Small Benchmark: CUDA's Dynamic Parallelism
Introduction
I implemented some statistical methods for selectivity estimations in
DBMS in the last weeks and tried out the dynmaic parallelism feature of
the compute capability 3.5., which is available on the K20 and the GTX
780 as well as the GTX Titan. Dynamic Parallelism means in short that CUDA
kernels can start other kernels. You can use a different number of workgroups
and threads for the nested kernels, hence the term dynamic. Together with
the possbility to allocate global memory from inside kernels, which is
available since Fermi, this allows the developer to do almost everything
inside kernels without involving the CPU.
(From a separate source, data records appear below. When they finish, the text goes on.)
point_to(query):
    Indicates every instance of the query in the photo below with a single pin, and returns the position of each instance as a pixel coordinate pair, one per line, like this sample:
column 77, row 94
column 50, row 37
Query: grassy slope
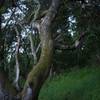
column 83, row 84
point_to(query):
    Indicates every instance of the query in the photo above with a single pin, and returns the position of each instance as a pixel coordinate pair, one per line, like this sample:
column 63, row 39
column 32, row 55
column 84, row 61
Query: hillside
column 83, row 84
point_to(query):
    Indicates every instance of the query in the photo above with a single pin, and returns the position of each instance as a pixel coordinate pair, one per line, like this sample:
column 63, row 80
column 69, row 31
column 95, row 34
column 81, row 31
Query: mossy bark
column 40, row 71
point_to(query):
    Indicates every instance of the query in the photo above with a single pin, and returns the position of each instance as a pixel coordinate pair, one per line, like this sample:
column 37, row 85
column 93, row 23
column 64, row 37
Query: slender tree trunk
column 39, row 73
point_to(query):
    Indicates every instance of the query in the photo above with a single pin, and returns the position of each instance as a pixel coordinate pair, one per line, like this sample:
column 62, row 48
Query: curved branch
column 39, row 73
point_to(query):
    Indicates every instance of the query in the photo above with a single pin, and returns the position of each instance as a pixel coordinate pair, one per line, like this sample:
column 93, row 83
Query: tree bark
column 40, row 71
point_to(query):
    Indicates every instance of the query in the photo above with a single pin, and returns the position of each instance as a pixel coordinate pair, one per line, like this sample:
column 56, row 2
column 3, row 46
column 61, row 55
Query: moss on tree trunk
column 40, row 71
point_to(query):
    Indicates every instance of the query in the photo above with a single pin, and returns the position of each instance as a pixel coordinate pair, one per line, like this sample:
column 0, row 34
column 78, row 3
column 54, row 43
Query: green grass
column 83, row 84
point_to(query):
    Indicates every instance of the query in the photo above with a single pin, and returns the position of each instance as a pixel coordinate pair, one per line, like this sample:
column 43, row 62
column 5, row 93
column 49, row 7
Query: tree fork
column 40, row 71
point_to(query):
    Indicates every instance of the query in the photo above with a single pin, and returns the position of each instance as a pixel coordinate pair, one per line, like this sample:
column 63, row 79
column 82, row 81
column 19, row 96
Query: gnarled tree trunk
column 40, row 71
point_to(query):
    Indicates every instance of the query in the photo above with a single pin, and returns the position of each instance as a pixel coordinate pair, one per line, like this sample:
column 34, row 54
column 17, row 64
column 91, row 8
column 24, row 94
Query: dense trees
column 39, row 36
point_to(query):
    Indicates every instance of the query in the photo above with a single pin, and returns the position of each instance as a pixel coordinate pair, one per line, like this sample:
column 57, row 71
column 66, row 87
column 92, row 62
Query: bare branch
column 33, row 49
column 16, row 57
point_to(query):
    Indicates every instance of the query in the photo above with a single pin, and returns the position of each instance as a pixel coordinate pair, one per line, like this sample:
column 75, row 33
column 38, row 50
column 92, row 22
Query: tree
column 35, row 37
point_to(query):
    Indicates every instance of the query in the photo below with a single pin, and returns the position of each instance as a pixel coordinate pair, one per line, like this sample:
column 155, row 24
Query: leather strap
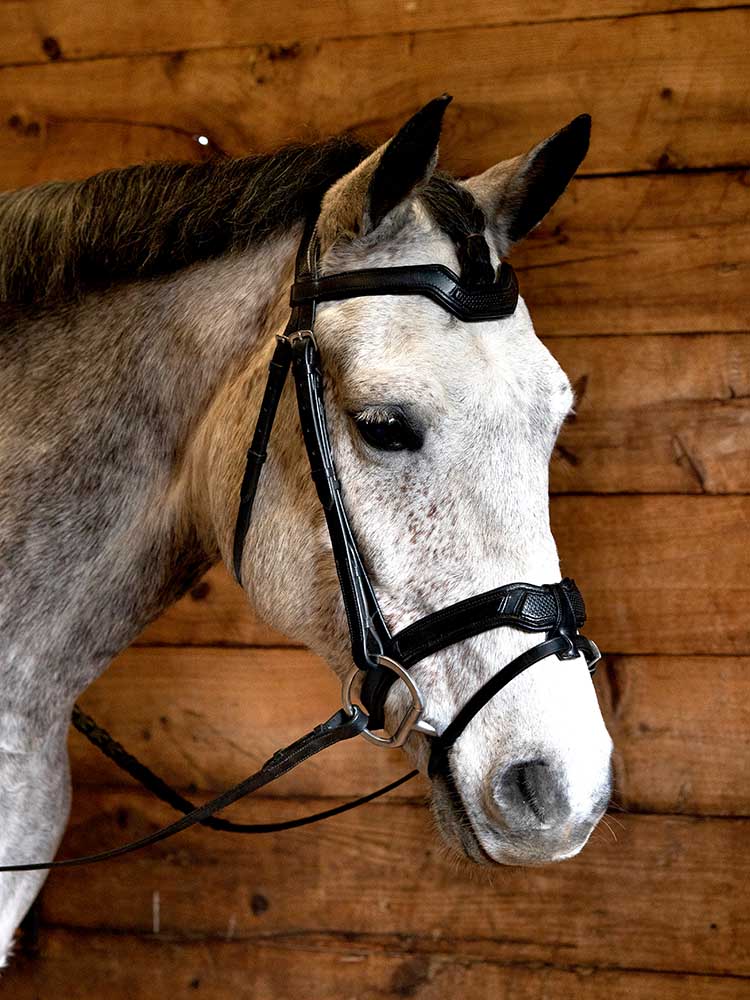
column 340, row 726
column 556, row 646
column 256, row 454
column 433, row 281
column 368, row 631
column 556, row 608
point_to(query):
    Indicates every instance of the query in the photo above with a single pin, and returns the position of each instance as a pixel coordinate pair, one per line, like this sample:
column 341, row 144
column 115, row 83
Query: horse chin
column 460, row 838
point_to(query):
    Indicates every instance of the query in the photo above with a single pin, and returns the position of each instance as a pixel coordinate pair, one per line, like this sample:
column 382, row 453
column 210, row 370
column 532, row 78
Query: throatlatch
column 380, row 658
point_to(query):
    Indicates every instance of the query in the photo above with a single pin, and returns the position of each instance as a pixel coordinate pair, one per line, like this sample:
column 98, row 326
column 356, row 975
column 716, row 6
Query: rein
column 380, row 658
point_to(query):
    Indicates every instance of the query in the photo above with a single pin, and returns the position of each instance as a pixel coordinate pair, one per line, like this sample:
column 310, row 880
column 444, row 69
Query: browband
column 433, row 281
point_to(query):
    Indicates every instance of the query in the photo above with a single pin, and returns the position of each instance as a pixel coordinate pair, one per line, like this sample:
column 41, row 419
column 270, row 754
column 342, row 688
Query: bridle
column 380, row 658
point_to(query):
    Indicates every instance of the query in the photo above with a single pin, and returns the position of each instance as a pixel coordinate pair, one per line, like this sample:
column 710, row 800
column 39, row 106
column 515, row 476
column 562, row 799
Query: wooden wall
column 638, row 281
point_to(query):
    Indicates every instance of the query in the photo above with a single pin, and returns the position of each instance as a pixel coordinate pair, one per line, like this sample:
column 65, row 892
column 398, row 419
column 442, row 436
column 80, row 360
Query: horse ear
column 361, row 200
column 516, row 194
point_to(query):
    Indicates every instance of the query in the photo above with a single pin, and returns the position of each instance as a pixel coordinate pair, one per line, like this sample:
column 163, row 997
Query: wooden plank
column 655, row 414
column 654, row 254
column 49, row 30
column 513, row 84
column 214, row 612
column 681, row 727
column 209, row 717
column 82, row 965
column 660, row 574
column 668, row 895
column 206, row 717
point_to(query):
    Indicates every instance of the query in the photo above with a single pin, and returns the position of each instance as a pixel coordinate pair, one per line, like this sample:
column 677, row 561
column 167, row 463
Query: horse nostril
column 529, row 794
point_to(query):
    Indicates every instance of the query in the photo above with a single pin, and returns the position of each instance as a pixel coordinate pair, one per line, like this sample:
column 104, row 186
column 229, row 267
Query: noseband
column 380, row 658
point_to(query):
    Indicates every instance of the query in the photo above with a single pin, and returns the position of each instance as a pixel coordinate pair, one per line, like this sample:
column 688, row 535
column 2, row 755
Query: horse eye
column 387, row 431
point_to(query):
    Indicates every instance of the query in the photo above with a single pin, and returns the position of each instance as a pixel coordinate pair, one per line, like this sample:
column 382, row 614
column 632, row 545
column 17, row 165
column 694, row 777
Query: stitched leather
column 434, row 281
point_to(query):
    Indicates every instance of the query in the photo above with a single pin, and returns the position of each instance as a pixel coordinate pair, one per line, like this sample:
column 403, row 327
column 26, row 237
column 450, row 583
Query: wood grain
column 214, row 612
column 667, row 895
column 660, row 574
column 85, row 965
column 50, row 30
column 207, row 717
column 653, row 254
column 655, row 415
column 514, row 84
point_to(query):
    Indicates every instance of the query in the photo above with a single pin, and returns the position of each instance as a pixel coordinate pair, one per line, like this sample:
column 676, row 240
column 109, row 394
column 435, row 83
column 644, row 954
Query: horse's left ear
column 516, row 194
column 359, row 202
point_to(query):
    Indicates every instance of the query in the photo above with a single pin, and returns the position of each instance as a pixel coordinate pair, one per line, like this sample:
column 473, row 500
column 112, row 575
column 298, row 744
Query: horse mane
column 62, row 239
column 59, row 240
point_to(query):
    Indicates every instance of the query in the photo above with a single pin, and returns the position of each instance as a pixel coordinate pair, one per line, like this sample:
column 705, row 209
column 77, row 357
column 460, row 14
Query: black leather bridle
column 380, row 658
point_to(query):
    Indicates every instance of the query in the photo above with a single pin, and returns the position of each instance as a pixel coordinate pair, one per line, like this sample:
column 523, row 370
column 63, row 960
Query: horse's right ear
column 361, row 200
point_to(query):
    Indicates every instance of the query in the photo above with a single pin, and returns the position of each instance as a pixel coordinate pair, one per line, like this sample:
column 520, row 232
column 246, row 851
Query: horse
column 139, row 309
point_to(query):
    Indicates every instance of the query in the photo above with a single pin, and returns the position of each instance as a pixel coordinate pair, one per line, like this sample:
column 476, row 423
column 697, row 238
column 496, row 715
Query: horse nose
column 529, row 795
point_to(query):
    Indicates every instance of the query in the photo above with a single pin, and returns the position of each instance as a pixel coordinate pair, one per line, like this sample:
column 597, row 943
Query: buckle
column 591, row 652
column 411, row 722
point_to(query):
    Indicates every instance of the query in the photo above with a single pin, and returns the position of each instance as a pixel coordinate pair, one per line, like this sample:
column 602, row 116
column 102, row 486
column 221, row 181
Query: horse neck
column 101, row 518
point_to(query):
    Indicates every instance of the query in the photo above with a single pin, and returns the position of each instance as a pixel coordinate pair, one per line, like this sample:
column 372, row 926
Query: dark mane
column 60, row 240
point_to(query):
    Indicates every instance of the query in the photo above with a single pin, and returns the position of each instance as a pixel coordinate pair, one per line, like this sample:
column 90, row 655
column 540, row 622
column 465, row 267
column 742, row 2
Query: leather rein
column 380, row 658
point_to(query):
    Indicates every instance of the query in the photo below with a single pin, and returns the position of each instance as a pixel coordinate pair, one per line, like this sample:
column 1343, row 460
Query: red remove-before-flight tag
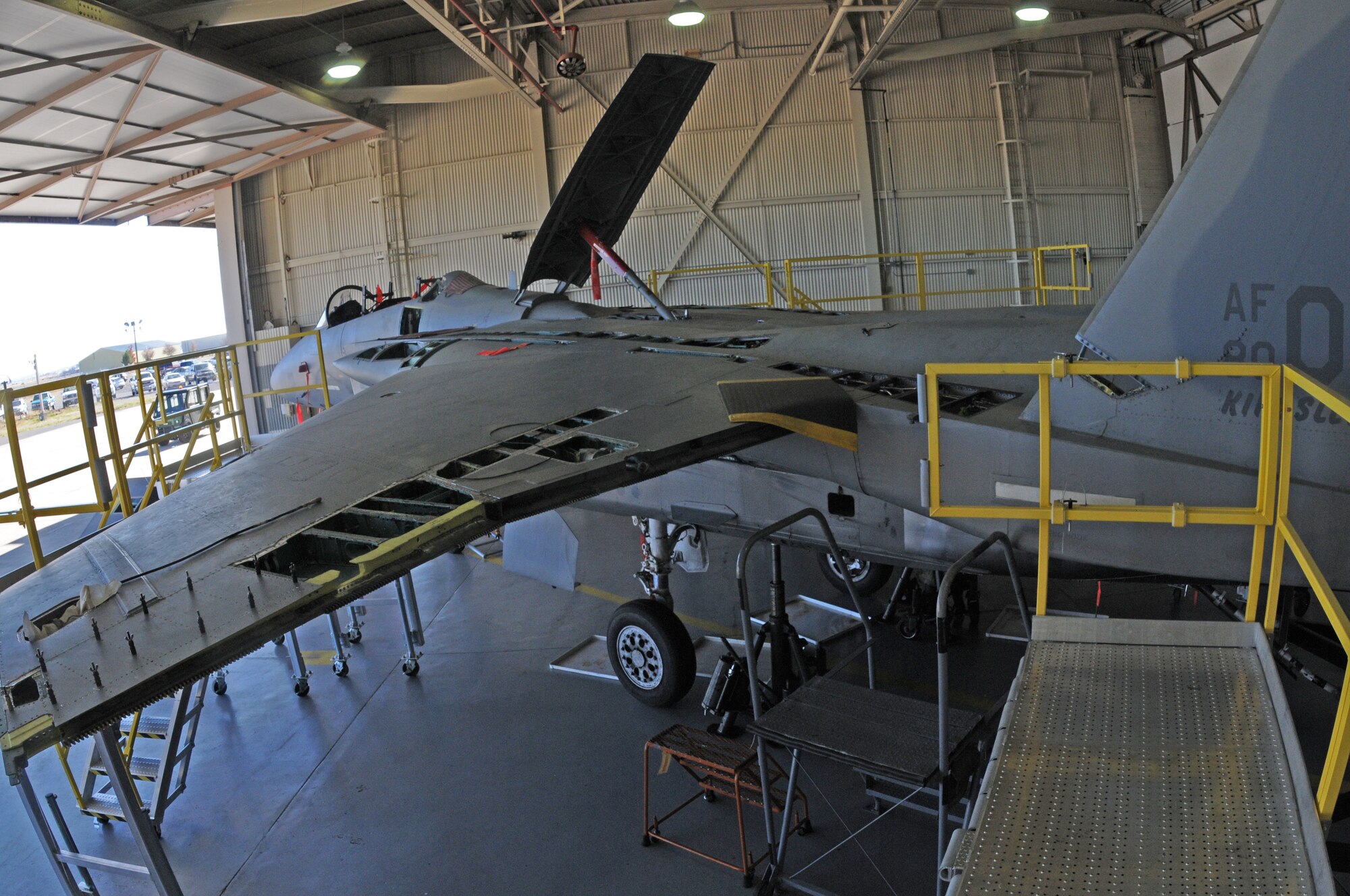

After the first working implementation of my algorithms I also implemented
a version without dynamic parallelism and was surprise that this ran around
10% faster on the same GPU. So I did a little test-run to verify that the
slower execution time was because of dynamic parallelism.
Experiment
I call a simple multiply-kernel a thousand times.
#include <stdio.h>
#include <sys/time.h>
#include "cuda_runtime.h"
double time_in_seconds (void) {
struct timeval tv;
gettimeofday(&tv, NULL);
return (double)tv.tv_sec + (double)tv.tv_usec / 1000000.0;
}
__global__ void multiply(const double* a, const double* b, double*c) {
const int tidx = threadIdx.x + blockDim.x * blockIdx.x;
c[tidx] = a[tidx]*b[tidx];
}
__global__ void multiply_dynpar(const double* a, const double* b, double*c, const uint size, const uint runs = 1000) {
const uint numThreads = 256;
const uint numWG = size/numThreads;
for(uint r=0;r<runs;++r) {
multiply<<<numWG,numThreads>>>(a,b,c);
cudaDeviceSynchronize();
}
}
void multiply_trad(const double* a, const double* b, double*c, const uint size, const uint runs = 1000) {
const uint numThreads = 256;
const uint numWG = size/numThreads;
for(uint r=0;r<runs;++r) {
multiply<<<numWG,numThreads>>>(a,b,c);
cudaThreadSynchronize();
}
}
int main(int argc, char** argv) {
uint s = 1000*10;
if(argc>1) {
s = atoi(argv[1]);
printf("Size: %d\n",s);
}
double *dev_a, *dev_b, *dev_c;
cudaMalloc( (void**)&dev_a, s*sizeof(double));
cudaMalloc( (void**)&dev_b, s*sizeof(double));
cudaMalloc( (void**)&dev_c, s*sizeof(double));
double t1,t2;
for(int i=0;i<2;++i) {
t1 = time_in_seconds();
multiply_dynpar<<<1,1>>>(dev_a,dev_b,dev_c,s);
cudaThreadSynchronize();
t2 = time_in_seconds();
printf("Time dynp: %.3f\n", t2-t1);
t1 = time_in_seconds();
multiply_trad(dev_a,dev_b,dev_c,s);
t2 = time_in_seconds();
printf("Time trad: %.3f\n", t2-t1);
}
}
And here are the results:
> test_dynamicpar/Release/test_dynamicpar
Time trad: 0.023
Time dynp: 0.030
Time trad: 0.021
Time dynp: 0.029
> test_dynamicpar/Release/test_dynamicpar 100000
Size: 100000
Time trad: 0.039
Time dynp: 0.053
Time trad: 0.038
Time dynp: 0.052
> test_dynamicpar/Release/test_dynamicpar 1000000
Size: 1000000
Time trad: 0.181
Time dynp: 0.196
Time trad: 0.180
Time dynp: 0.195
> test_dynamicpar/Release/test_dynamicpar 10000000
Size: 10000000
Time trad: 1.604
Time dynp: 1.675
Time trad: 1.601
Time dynp: 1.675
As you can see, the execution time for the traditional approach is always a bit lower. If you have some explanation, I'll be happy to hear it.